Barack Obama selected Sen. Joe Biden of Delaware late Friday night to be his vice presidential running mate, according to a Democratic official, balancing his ticket with an older congressional veteran well-versed in foreign and defense issues.
Biden, who has twice sought the White House, is a Catholic with blue-collar roots, a generally liberal voting record and a reputation as a long-winded orator.
Across more than 30 years in the Senate, he has served at various times not only as chairman of the Foreign Relations Committee, but also as head of the Judiciary Committee, with its jurisdiction over anti-crime legislation, Supreme Court nominees and Constitutional issues.
The official who spoke did so on condition of anonymity, preferring not to pre-empt a text-message announcement the Obama campaign promised for Saturday morning.
Obama's campaign arranged a debut for the newly minted ticket on Saturday outside the Old State Capitol in Springfield, Illinois.
The Democratic National Convention meets next week in Denver to hand Obama his long-sought presidential nomination, and then confirm Biden.
In selecting Biden, Obama passed over former first lady Hillary Rodham Clinton, his tenacious rival across months of primaries and caucuses.
Even so, Obama has gone to great lengths to gain the confidence of her primary voters, agreeing to allow her name to be placed in nomination at the convention and permitting a roll call vote that threatens to expose lingering divisions.
Biden slowly emerged as Obama's choice across a long day and night of political suspense as other contenders gradually fell away.
First Virginia Gov. Tim Kaine let it be known that he had been ruled out. Then came word that Sen. Evan Bayh of Indiana had also been passed over.
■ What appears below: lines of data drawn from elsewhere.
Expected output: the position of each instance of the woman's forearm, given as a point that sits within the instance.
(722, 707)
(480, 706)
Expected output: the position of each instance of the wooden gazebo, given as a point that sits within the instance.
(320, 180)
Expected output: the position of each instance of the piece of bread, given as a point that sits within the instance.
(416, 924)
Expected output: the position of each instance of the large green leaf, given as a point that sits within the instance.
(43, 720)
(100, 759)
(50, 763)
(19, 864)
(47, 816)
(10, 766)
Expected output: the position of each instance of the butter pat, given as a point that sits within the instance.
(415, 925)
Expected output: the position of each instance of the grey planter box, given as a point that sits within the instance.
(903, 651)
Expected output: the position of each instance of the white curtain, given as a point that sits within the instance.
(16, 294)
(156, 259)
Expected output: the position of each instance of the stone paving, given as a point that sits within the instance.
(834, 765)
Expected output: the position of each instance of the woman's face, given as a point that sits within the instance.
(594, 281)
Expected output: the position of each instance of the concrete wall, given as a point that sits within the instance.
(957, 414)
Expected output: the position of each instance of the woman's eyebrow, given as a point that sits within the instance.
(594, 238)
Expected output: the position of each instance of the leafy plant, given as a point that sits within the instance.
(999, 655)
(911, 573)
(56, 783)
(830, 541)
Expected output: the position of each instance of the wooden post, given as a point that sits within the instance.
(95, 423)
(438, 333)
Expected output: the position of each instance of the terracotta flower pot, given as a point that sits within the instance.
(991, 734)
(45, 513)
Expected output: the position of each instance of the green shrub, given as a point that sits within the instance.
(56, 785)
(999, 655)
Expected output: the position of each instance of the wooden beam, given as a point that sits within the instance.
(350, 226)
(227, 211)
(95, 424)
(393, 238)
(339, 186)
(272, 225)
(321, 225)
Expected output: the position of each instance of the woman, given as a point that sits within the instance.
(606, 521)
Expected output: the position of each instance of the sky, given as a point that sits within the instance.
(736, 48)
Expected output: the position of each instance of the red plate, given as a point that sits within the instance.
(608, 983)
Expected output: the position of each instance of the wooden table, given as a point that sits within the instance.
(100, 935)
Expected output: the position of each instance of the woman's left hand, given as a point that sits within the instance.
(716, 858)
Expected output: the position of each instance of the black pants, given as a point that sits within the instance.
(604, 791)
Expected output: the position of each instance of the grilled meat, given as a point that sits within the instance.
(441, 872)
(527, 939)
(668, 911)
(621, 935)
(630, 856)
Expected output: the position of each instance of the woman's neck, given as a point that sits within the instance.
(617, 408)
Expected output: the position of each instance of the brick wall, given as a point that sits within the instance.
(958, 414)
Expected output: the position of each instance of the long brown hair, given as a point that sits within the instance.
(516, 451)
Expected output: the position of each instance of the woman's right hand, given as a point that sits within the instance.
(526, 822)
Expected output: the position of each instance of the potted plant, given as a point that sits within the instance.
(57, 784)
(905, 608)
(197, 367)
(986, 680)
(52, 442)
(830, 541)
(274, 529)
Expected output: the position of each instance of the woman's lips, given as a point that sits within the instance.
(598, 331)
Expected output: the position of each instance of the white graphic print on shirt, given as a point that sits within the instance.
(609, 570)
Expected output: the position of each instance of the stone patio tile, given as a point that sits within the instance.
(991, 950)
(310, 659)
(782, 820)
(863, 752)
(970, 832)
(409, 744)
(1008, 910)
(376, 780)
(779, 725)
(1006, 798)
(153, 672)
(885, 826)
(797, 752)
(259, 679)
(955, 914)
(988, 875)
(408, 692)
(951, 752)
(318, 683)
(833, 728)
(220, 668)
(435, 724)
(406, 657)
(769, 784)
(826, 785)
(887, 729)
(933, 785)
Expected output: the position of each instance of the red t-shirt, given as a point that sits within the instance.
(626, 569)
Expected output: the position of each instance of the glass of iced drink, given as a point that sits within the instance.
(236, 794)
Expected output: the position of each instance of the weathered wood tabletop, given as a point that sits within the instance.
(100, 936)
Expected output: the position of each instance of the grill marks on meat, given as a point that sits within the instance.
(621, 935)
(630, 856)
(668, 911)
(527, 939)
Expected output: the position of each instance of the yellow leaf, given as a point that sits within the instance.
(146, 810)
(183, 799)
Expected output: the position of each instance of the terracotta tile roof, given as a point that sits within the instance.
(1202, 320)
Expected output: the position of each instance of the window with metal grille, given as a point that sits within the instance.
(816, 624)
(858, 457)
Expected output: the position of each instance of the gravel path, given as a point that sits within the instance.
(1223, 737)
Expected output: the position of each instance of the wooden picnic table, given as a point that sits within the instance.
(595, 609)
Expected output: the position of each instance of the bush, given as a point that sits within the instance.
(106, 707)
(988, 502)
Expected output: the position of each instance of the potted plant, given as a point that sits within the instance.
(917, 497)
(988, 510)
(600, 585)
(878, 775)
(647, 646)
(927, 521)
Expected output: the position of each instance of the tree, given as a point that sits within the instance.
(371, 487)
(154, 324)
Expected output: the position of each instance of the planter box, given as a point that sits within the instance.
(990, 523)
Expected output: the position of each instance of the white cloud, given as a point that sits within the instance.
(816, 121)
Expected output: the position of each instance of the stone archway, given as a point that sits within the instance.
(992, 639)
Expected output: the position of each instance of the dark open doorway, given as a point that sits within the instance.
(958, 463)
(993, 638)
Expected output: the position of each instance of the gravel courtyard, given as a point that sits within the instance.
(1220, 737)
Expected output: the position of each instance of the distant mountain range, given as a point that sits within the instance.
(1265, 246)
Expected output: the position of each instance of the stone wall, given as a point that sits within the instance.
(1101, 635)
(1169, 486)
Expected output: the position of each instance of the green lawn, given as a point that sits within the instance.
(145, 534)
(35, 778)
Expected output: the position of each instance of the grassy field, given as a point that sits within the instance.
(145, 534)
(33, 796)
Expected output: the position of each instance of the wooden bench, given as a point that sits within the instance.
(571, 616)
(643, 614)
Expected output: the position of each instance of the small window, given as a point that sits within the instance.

Several aides to Clinton said the Obama campaign had never requested financial or other records from her.
Other finalists in the veep sweepstakes were Kansas Gov. Kathleen Sebelius and Texas Rep. Chet Edwards.
Among those on the short list, Biden brought the most experience in defense or foreign policy _ areas in which Obama is rated relatively poorly in the polls compared with Republican Sen. John McCain.
While the war in Iraq has been supplanted as the campaign's top issues by the economy in recent months, the recent Russian invasion of Georgia has returned foreign policy to the forefront.
A native of Scranton, Pennsylvania, Biden also has working-class roots that could benefit Obama, who lost the blue-collar vote to Clinton during their competition for the presidential nomination.
Biden was elected to the Senate at the age of 29 in 1973.
He spent the day at his home in Delaware with friends and family. The normally loquacious lawmaker maintained a low profile as associates said they believed _ but did not know _ he would be tapped. They added they had been asked to stand by in case their help was needed.
No sooner had word spread of his selection than McCain's campaign unleashed its first volley. Spokesman Ben Porritt said in a statement that Biden had "denounced Barack Obama's poor foreign policy judgment and has strongly argued in his own words what Americans are quickly realizing _ that Barack Obama is not ready to be president."
As evidence, Republicans cited an ABC interview from August 2007, in which Biden said he would stand by an earlier statement that Obama was not ready to serve as president.